Pisah Sambut Formator STISG



Ada perjumpaan, ada perpisahan, demikian kata pepatah tua. Segala perjumpaan pada suatu saat akan berujung pada perpisahan. Makna perpisahan tersebut mengandung filosofi mendalam tentang eksistensi keberadaan dalam ruang dan waktu. Lebih dari itu, makna refleksi perpisahan mengupas lebih dalam sejarah panjang seseorang yang bergulat dalam bidang kehidupannya, entah itu tugas-tugas, pekerjaan, karier atau bahkan pencapaian hidup. Tetapi dalam konteks pelayanan di Seminari, perpisahan yang dimaksud adalah keputusan pribadi yang disetujui atasan untuk mengalami perpindahan atau murni keputusan dari atasan untuk memindahkan individu ke tempat penugasan yang lain. Romo Blasius Soedibja, SJ dan Romo Aang Winarko selanjutnya akan berpindah tugas ke tempat perutusan yang baru. Sementara itu, seorang Imam Jesuit yang telah lama berkecimpung di dunia formatio, Romo Joanes De Britto Mardikartono Sugita SJ (Romo Mardi) mendapatkan tugas perutusan sebagai formator di Seminari Tinggi Interdiosesan San Giovanni XXIII Malang. 

Acara pisah sambut formator Seminari Tinggi Interdiosesan San Giovanni XXIII Malang diawali dengan misa sore yang dipimpin oleh RP Tri Wardoyo, CM. Ada tiga hal yang disampaikan oleh Romo Tri terkait bacaan yang disampaikan pada hari Minggu, 11 Februari 2024 ini. Pertama, Apabila hendak mengikuti Yesus, seseorang harus memiliki hati yang penuh belas kasih, sebagaimana yang Yesus lakukan kepada si orang kusta,”Hati-Nya tergerak oleh belas kasihan”. Lebih-lebih calon imam, harus memiliki hati yang berbelas kasih. Ia tidak dapat menutup mata dari orang-orang yang kelaparan, yang tidak dapat makan tiga kali sehari sebagaimana orang kebanyakan. Oleh karena itu, di Seminari para Frater dilatih untuk peduli kepada sesama Frater, para formator, staff dan karyawan. Praksis nyatanya minimal mengenal  nama-nama para karyawan sebagai wujud kepedulian. Calon imam dididik untuk menjadi orang yang peduli, orang yang memiliki hati yang berbelas kasih. “Tidak bisa kita merekomendasikan begitu saja; Frater ini, kok, egois!
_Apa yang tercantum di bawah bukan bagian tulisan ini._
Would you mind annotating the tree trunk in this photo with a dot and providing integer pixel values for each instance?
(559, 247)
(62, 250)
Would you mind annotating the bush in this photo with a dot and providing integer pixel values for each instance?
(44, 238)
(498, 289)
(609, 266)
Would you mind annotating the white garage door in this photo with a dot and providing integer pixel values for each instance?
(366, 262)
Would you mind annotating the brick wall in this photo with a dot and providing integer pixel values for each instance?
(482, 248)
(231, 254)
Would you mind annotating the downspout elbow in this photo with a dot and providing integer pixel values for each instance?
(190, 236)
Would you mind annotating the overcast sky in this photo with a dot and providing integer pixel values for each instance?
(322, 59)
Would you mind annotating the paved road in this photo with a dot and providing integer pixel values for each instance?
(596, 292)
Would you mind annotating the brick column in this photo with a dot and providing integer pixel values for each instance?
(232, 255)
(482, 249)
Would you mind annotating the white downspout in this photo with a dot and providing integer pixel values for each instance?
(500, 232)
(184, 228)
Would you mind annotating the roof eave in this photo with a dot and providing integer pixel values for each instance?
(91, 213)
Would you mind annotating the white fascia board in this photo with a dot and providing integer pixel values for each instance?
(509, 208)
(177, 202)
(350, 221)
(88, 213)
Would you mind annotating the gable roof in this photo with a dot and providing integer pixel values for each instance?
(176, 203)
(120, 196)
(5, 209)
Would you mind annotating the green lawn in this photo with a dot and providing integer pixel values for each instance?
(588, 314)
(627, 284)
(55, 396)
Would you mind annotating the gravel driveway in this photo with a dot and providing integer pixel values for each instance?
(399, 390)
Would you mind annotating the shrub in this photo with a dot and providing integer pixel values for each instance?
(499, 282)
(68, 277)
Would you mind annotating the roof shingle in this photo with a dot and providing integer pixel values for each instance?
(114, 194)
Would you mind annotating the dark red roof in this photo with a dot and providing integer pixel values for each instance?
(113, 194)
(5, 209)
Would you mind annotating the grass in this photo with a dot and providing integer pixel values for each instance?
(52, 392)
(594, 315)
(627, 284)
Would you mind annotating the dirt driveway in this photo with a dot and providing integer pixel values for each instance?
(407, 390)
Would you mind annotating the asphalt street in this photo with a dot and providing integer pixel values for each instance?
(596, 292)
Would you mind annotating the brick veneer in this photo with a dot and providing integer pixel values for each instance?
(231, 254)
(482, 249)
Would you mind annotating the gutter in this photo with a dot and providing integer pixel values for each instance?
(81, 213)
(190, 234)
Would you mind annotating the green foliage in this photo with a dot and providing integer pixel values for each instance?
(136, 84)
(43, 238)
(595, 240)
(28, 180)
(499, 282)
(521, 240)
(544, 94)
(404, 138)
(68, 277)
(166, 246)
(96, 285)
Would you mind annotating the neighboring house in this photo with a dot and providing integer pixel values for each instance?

Tidak peduli dengan sesama frater!” ungkap Romo Tri. Romo Bas selama kurang lebih 5,5 tahun, dan Romo Aang lebih dari 8 tahun menemani para Frater, juga tegerak untuk menolong orang lain. Kedua,  Yesus mengajarkan tentang ketaatan. Yesus memerintahkan orang kusta itu untuk menunjukkan diri kepada Imam bahwa si kusta itu telah sembuh. Romo Bas dan Romo Aang dikenal sebagai pribadi yang taat. Orang kebanyakan berpikir,”Ini kan, panggilan saya, betul,” ungkapnya,”Tapi soal perutusan, itu adalah urusan pimpinan”. Apabila ini adalah benar-benar panggilan, maka pribadi tersebut takkan mudah goyah. Soal perutusan tersebut, adalah perkara para pimpinan. “Tidak mudah kalau ada imam yang tidak taat, kasihan pimpinan, uskup, provincial, siapa lagi yang harus saya utus kalau seperti ini?” Ketiga, siap hidup dalam kesendirian. Romo Tri mengungkapkan bahwa Yesus setelah menyembuhkan orang kusta, menyuruh orang tersebut supaya diam. Tapi justru malah orang tersebut memberitakan sukacita yang dialaminya itu ke mana-mana. Yesus pada akhirnya menyingkir. Dalam bacaan pertama, seharusnya orang kusta yang hidup di luar tembok, “Ini malah terbalik!” tegasnya. Malahan Yesus yang harus tinggal di luar tembok. Maka dari itu, sebagai pengikut Yesus harus berani hidup dalam kesendirian. Ketiga wejangan dari Romo Tri tersebut sangat membekas di hati para Frater, apalagi berkaitan dengan formatio. 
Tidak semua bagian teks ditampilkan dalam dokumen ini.